まったく無表情なくせに、イエスマンであるという矛盾した態度が嵩じて、
「道端の石ころ」
をイメージさせるのかも知れない。
本当にどうでもいいやつだと思うことが石ころであり、外人を思わせることで、苦み走った感覚に陥るのであった。
――それにしても、私もどうして、こんなどうでもいいと思っている相手を、こんなにも気にしてしまうのだろう?
あいりは、今まで誰かを意識すると、その過去において、何かがあったのではないかと感じることが多かった。そのほとんどは勘違いなのだが、晋三に関してはそうでもなさそうだ。

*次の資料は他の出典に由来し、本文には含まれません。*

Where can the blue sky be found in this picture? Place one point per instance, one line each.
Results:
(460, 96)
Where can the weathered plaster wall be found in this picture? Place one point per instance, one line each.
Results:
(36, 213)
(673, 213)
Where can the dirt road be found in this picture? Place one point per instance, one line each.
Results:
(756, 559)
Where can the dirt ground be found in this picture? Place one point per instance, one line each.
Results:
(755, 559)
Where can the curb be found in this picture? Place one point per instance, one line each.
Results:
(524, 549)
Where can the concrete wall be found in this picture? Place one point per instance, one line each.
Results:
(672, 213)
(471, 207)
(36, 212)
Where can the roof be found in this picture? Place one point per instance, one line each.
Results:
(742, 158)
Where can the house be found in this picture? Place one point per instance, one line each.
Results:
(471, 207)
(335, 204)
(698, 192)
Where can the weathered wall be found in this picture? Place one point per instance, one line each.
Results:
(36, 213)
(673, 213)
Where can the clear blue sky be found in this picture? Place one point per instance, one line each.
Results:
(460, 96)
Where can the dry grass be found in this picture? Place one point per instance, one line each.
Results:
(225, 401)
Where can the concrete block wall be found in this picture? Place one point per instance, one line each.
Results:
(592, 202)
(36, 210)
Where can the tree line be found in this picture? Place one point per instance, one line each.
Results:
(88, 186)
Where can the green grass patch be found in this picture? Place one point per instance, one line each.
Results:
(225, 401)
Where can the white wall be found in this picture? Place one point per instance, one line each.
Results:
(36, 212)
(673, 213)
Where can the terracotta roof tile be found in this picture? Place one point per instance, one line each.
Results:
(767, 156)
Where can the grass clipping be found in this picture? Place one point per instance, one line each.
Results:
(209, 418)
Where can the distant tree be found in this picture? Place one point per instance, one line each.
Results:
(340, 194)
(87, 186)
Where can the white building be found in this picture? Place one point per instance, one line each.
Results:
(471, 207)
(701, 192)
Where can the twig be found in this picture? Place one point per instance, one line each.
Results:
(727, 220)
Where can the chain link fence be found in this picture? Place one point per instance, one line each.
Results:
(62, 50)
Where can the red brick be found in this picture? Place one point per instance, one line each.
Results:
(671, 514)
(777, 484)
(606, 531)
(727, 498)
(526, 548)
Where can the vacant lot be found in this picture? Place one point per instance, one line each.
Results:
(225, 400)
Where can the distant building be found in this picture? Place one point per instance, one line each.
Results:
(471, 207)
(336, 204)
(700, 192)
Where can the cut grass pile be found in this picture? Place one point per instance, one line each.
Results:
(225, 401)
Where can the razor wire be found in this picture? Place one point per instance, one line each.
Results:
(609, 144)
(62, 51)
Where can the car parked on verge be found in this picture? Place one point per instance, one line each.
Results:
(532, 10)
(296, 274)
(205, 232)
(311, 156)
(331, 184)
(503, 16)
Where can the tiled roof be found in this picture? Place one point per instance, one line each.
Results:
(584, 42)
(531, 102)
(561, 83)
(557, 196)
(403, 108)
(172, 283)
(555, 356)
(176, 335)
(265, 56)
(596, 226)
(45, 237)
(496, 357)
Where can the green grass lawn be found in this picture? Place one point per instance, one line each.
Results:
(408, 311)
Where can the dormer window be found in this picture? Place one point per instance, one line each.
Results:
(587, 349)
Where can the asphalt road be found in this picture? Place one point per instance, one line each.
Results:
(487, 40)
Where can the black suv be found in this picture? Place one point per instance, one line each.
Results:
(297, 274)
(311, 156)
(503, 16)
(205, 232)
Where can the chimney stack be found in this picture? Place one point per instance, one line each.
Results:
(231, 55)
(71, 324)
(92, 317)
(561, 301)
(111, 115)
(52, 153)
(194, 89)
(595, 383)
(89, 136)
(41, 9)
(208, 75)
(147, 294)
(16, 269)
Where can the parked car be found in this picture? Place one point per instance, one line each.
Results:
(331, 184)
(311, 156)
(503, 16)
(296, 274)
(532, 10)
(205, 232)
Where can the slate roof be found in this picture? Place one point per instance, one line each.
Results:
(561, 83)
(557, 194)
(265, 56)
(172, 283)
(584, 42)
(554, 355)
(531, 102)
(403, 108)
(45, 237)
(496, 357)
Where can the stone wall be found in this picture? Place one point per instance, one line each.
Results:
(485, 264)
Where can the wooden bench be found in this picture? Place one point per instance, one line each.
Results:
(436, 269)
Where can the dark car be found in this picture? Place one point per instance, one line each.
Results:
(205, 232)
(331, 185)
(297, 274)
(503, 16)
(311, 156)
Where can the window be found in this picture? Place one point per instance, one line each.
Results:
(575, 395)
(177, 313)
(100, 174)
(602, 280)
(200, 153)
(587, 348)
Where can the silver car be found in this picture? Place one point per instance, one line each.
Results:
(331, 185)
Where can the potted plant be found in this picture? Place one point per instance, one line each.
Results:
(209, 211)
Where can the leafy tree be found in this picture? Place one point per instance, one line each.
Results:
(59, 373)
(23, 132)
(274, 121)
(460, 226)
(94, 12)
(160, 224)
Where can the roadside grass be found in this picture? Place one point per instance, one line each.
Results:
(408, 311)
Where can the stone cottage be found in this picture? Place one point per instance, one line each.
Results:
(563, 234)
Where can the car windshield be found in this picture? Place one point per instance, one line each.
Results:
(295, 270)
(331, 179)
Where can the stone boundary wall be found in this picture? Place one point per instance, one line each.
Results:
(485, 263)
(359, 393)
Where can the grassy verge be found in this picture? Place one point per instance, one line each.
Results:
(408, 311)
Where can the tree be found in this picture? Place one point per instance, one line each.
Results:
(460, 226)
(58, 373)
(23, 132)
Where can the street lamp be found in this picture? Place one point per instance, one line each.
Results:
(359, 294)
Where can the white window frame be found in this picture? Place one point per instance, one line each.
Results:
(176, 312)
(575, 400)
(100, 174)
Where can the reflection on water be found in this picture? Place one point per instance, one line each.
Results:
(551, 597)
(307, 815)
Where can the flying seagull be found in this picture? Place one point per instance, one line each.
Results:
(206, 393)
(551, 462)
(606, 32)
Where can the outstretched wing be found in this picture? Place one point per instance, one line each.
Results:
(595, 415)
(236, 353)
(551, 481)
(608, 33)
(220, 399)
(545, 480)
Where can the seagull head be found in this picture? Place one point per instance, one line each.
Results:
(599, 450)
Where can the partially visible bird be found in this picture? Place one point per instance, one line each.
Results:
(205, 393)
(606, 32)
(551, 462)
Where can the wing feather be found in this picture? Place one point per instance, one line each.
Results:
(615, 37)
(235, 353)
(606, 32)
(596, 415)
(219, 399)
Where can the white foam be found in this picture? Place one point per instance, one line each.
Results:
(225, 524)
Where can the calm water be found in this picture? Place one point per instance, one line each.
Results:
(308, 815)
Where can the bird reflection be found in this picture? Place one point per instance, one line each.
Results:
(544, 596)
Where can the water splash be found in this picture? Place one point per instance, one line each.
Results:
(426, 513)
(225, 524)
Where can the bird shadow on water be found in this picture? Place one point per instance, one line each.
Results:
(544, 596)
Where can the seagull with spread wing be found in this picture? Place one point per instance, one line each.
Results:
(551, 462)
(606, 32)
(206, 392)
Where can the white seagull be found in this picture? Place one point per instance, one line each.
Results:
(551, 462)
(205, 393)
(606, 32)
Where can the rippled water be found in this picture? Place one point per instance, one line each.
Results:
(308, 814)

会社に入ってから初めて出会ったはずなのに、以前にもどこかで会ったような気がしていたのは、気のせいだったのだろうか?
それを感じさせたのは、本当に最近のことで、
――何を根拠に?
と思っていたが、それがどこから来るものだったのか、少しして分かってきた気がした。
――そうだ、真美が描いたあの絵。あれを見ていると、以前にも見たことがある顔だ――
という意識になってきた。
しかも、それは虫唾が走るほどの厭らしさで、まるで血管を無数の虫が這いまわっているかのようなゾッとしたものだった。
そこに寒気を感じることで、まったくの無表情な中に、この男に対しての口では言い表せないような恨みと憎しみすら感じられた。今までに何も関係がなかった相手にそんな感情を抱くはずもない。
あいりは、
――まさか、私も記憶を失っていたのではないか?
と感じた。
一時的に記憶を失ったことがあって、その記憶を失っている間に培われた記憶が、元の記憶が戻った時にm飛んでしまったのか、それとも記憶の奥に封印されてしまったのかのどちらかではなかったか。その時は自分が記憶を失っていたということを意識していたのに、時間が経つにつれて、自分が一時期でも記憶を失っていたということを忘れてしまったのではないだろうか。
二つの記憶喪失
この記憶喪失は本当に軽いもので、まわりの人であいりが記憶を失っているということに気付いた人が果たしていただろうか?
記憶を失っていた時期というのも、ごく短い期間であり、その間に遭わなかった人も友達の中にも結構いたかも知れない。
確か、夏休み中だったか何かで、しかも、その頃は友達も皆忙しかったか何かで、一緒にいる機会が、本当に減っていたことだった。
それを思うと、記憶喪失に陥った時期に、何か問題があるのかも知れないと感じたのだった。
それにしても、自分のまわりで記憶を喪失する人が、自分を含めて他にもいるというのは、実に不思議な感覚だった。
真美の記憶喪失は、あいりの時に比べると長そうな気がした。あいりが記憶喪失になった理由が分からないのに対し、真美の場合は、
「自殺未遂」
という確固たる事実が存在している。